Brain basis of Stuttering

Developmental stuttering (i.e., stuttering that develops ‘naturally’ in childhood) is not associated with brain injury or low cognitive functioning. However, stuttering has been associated with signal abnormalities in the brain, nerves and muscles.17

 

Over the past 20 years, there has been an increased interest in the neural basis of stuttering. Studies increasingly explore the functional brain differences between those who do and don’t stutter.
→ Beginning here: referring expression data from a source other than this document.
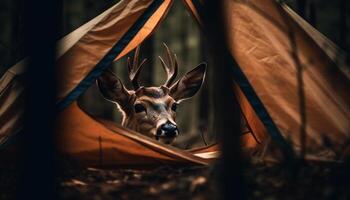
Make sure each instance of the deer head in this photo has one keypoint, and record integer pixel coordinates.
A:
(152, 110)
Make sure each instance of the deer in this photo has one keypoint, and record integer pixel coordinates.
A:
(151, 111)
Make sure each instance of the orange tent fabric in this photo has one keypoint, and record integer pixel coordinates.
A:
(268, 41)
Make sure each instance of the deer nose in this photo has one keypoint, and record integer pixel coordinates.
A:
(168, 130)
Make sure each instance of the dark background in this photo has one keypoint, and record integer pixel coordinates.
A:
(181, 34)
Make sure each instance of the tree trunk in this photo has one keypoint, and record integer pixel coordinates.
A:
(301, 6)
(313, 13)
(343, 24)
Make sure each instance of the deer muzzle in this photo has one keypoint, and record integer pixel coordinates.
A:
(167, 131)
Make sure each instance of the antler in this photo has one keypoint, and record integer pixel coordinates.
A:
(135, 68)
(171, 67)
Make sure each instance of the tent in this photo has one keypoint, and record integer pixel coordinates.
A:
(267, 40)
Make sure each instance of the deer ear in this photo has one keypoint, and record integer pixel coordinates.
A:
(113, 89)
(189, 84)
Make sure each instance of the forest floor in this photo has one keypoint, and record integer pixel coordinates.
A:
(262, 181)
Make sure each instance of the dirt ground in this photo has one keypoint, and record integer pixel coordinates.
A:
(262, 181)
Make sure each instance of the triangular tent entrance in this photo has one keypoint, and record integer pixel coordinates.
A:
(259, 40)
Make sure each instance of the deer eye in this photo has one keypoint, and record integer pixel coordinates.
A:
(139, 108)
(174, 107)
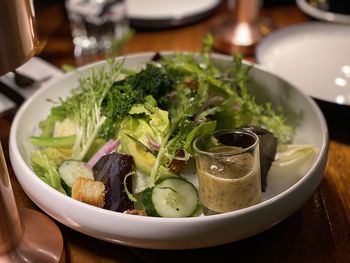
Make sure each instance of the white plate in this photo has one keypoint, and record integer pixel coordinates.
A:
(286, 191)
(318, 13)
(313, 56)
(165, 13)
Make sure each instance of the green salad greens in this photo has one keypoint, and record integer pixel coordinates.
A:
(153, 115)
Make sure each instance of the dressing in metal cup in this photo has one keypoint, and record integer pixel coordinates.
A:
(228, 170)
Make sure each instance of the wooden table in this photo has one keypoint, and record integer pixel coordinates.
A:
(318, 232)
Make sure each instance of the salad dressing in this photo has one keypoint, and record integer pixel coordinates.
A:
(231, 183)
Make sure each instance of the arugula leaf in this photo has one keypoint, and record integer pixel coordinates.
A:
(46, 170)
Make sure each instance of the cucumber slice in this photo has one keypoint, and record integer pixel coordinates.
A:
(70, 170)
(172, 197)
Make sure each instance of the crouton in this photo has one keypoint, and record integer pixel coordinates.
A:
(89, 191)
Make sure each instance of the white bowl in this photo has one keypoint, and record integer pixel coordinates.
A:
(284, 195)
(313, 56)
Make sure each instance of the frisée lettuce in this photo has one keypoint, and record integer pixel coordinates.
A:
(152, 116)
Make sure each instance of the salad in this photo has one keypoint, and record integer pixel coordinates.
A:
(121, 140)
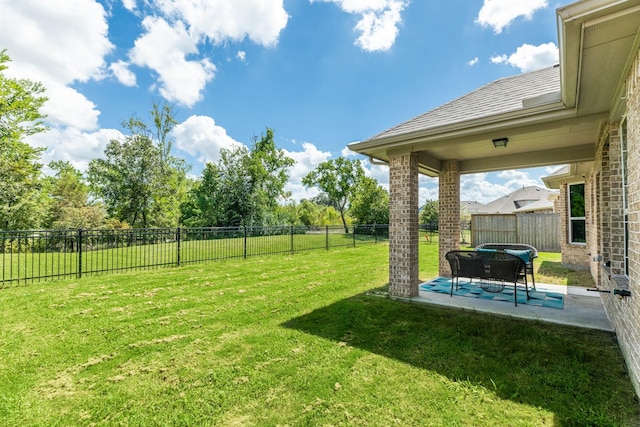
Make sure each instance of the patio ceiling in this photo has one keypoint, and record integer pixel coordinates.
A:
(550, 117)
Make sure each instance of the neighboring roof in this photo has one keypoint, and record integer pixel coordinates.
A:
(539, 205)
(472, 207)
(520, 199)
(501, 96)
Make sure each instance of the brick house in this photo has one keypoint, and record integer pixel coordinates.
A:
(584, 112)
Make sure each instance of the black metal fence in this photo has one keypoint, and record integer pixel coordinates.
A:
(37, 255)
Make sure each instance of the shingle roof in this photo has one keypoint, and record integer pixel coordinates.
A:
(501, 96)
(517, 199)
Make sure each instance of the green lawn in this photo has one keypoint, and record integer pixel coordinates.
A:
(292, 340)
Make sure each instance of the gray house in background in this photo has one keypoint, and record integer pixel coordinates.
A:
(523, 200)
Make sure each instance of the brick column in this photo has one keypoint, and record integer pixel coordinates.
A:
(449, 212)
(403, 225)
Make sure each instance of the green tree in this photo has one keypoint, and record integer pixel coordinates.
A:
(242, 188)
(21, 205)
(429, 212)
(70, 206)
(338, 179)
(139, 180)
(370, 203)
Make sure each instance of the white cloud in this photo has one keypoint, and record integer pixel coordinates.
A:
(530, 58)
(60, 43)
(259, 20)
(305, 161)
(499, 14)
(202, 138)
(379, 21)
(121, 71)
(68, 107)
(73, 145)
(499, 59)
(129, 4)
(164, 48)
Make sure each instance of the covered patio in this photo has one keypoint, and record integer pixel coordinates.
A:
(583, 113)
(581, 308)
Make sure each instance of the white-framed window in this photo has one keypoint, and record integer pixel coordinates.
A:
(577, 221)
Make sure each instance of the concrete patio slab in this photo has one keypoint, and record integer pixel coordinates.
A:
(582, 308)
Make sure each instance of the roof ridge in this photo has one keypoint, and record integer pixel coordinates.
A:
(443, 107)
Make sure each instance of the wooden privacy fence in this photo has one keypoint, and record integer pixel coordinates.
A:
(539, 230)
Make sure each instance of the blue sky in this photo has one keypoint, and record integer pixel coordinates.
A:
(321, 73)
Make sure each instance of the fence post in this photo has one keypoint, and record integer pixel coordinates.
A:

Overall, evidence suggests that stuttering is associated with differences in the circuits or pathways of the brain that control the planning and production of sound sequences.17 These pathways are important for fluent speech.

 

A detailed 2018 review of the literature highlighted several patterns seen across existing brain imaging studies, showing stuttering may be associated with:

  1. Altered ability to integrate information about speech sounds between motor, planning and auditory feedback areas of the brain.18-21
  2. Altered activity in the primary motor cortex that may be influenced by poorer links to speech planning areas.22-23 The primary motor cortex controls muscle movements, like walking, jumping, and also speaking.
  3. Altered interaction between “cortical and sub-cortical regions … that are linked to both rhythm and speech processing”.17, 24-26 These are the skills that enable a speaker to produce naturally fluent speech that follows the expected intonation patterns and rhythms of spoken language.

 

Research is ongoing in this area of stuttering. Researchers are also researching the links between brain differences and the genetic causes of stuttering. Broadly speaking, as knowledge expands in this area, researchers and clinicians hope to better predict the onset and persistence of stuttering. This information can then help to develop targeted and effective interventions.